In wage negotiations, the labour side will have to take into account the impact that a successful wage settlement at around 10.5 per cent in 2023 could have on overall economic employment. Higher wage settlements must be weighed against possible associated job losses. To illustrate the magnitude of possible negative employment effects, Pfeiffer uses an estimate of the wage elasticity of employment that is common in labour market research. According to this, a real wage increase of 1 per cent results in a decrease of 0.3 per cent and, conversely, a real wage decline leads to employment growth of 0.3 per cent. “Under this assumption, as a result of the real wage decrease, employment rose by 0.93 per cent in 2022. With 54,162 million hours worked, this corresponds to an increase of about 504 million hours worked, or about 387,000 employees. This decline in real wages only exacerbated the existing problems of skilled labour shortages in 2022,” says Pfeiffer.

If the wage increase were 3.1 per cent, employment would fall again by that amount under the same circumstances. The additional 6 per cent would stabilise real wages. With all other variables unchanged and inflation at 6 per cent, this would have neither positive nor negative macroeconomic employment effects. A wage increase of 1.4 per cent beyond this would lead to a further decline in employment of about 180,000 jobs in this scenario. In total, 567,000 jobs could be lost as a result of a 10.5 per cent wage growth. This figure roughly corresponds to the increase in employment between the years 2021 and 2022.

Energy price control and welfare development

In this year’s wage negotiations, it should also be taken into account that the Ukraine war has not only driven up energy prices, but the prices of most other goods as well. Since Germany has so far been importing more energy than exporting it, the rise in energy prices in particular has led to welfare losses. If energy imports remain relatively expensive in the longer term, the welfare losses will probably also become permanent. In such a scenario, the labour side would have to weigh whether real wage increases in the order of magnitude seen in the last decade are appropriate. They could argue that real wages have already fallen by more than 1 per cent compared to total economic output in the period between 2011 and 2021, and therefore tend to see a need to catch up. “It can be assumed that higher wages will also make working in Germany more attractive and somewhat counteract the shortage of skilled workers,” Pfeiffer emphasises.
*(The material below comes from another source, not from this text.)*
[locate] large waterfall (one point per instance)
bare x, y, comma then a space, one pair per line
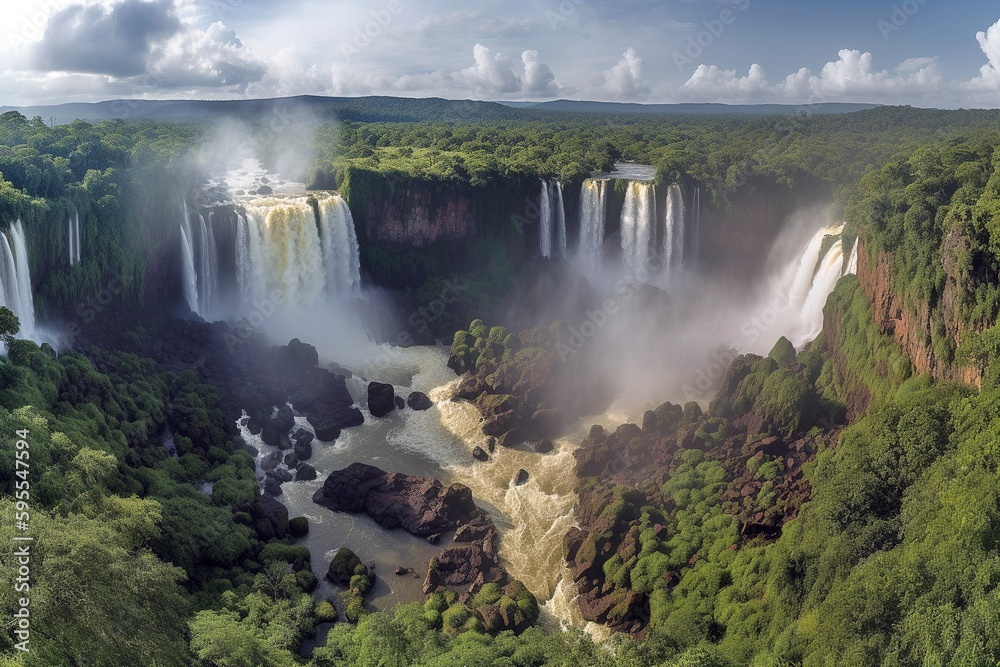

Wage settlements could turn out more moderate

The offer decided by the German government in September 2022 to exempt additional earnings payments by companies of up to 3,000 euros from levies and taxes on a one-off basis could take some of the pressure off wage negotiations. As a result, workers will be left with more net pay for the same gross amount. Moreover, employment could fall more sharply than assumed in the analysis, e.g. if energy prices remain permanently high. This would also increase the willingness to accept more moderate wage settlements. The labour side could also take into account that high wage settlements will further fuel inflation and reduce bargaining leverage in the future.